Le S.O.S. des photographes libanais à Aix-en-Provence

Pour la dix-neuvième édition du festival Phot’Aix, le programme Regards croisés propose au public une rencontre inédite entre les œuvres de cinq photographes libanais et celles de cinq artistes français.

Ghaleb Cabbabé, « Beirut 2015 » de sa série sur les sites touristiques libanais confrontés à la crise des poubelles. DR

La photographie libanaise a le vent en poupe. Après l’Institut des cultures d’islam ( « C’est Beyrouth », du 23 mars au 28 juillet 2019) et l’Institut du monde arabe ( « Liban, entre fiction et réalité », du 11 septembre au 24 novembre 2019), c’est au tour du festival photographique d’Aix-en-Provence, la ville aux mille fontaines, de la mettre à l’honneur. Pour la dix-neuvième édition du festival Phot’Aix, le programme « Regards croisés » propose en effet au public une rencontre inédite entre les œuvres de cinq photographes libanais et celles de cinq artistes français. Brigitte Manoukian, qui dirige La Fontaine obscure, l’association en charge du projet, insiste sur le double aspect de l’événement. « On a tout d’abord l’exposition internationale, qui invite chaque année un pays étranger et quelques-uns de ses artistes, auxquels vont répondre des photographes français, que ce soit sur un plan thématique, technique ou autre. Le second volet s’appelle “Les parcours” : une quarantaine de photographes exposent des séries photographiques dans des lieux insolites à travers la ville, et nous organisons des promenades pour les découvrir. » Après la Chine en 2017 et l’Autriche en 2018, c’est le Liban qui a été sélectionné cette année, un choix sentimental pour la commissaire d’exposition. « Ce pays fait partie de mon histoire familiale, je suis d’origine arménienne, et mes grands-parents, en quittant leur village de Turquie dans les années 20, sont passés par Alep puis par Beyrouth, avant de se s’installer à Marseille. Le Liban représente aussi un concentré de culture méditerranéenne, où la photographie est solidement ancrée dans les pratiques artistiques. »

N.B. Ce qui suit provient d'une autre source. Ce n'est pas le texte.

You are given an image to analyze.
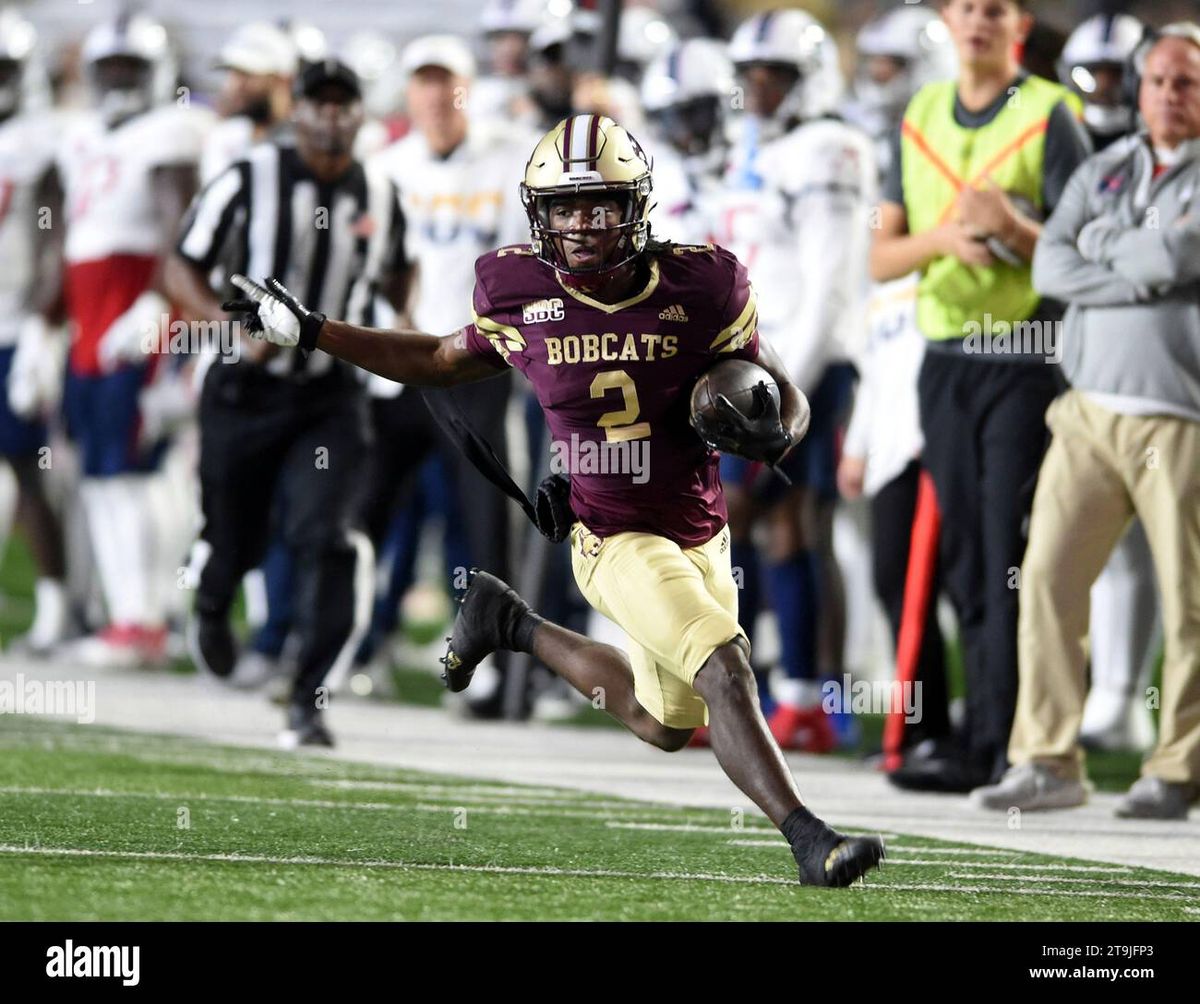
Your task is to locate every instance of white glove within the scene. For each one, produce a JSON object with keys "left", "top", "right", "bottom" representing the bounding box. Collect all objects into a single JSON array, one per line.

Les cinq photographes libanais sélectionnés n’ont pas de thème précis, ils sont libres des motifs de leurs séries. Et pourtant, Brigitte Manoukian note une constante, « un focus sur les problématiques libanaises, tout en gardant une approche esthétique et sensible ».


(Pour mémoire : « On a l’impression que les photographes libanais naviguent dans l’intranquillité »)



« Move to Trash »

Ghaleb Cabbabé, qui a été lauréat du prix Byblos Bank de photographie en 2013 avec sa série Ahlen, où il représentait la vie des étrangers vivant au Liban, travaille actuellement pour le CICR à Bangkok. Le corpus des œuvres qu’il propose dans la capitale des comtes de Provence s’intitule Move to Trash. « Cette série date de 2015, je l’ai réalisée pendant la crise des déchets au Liban. J’ai voulu confronter l’idée glorifiée que l’on a de ce pays, ses sites touristiques, sa nourriture raffinée, avec la réalité. Sur ces photos, je tiens en main des cartes postales de lieux emblématiques comme Raouché ou Baalbeck, sur fond de rues noyées sous les déchets. C’est bien de vouloir rester positif, mais à un moment, il faut aussi exiger l’essentiel, sinon on va se retrouver sans rien, et c’est ce qui se passe aujourd’hui », dit-il en référence au mouvement de protestation qui traverse le Liban depuis le 17 octobre 2019.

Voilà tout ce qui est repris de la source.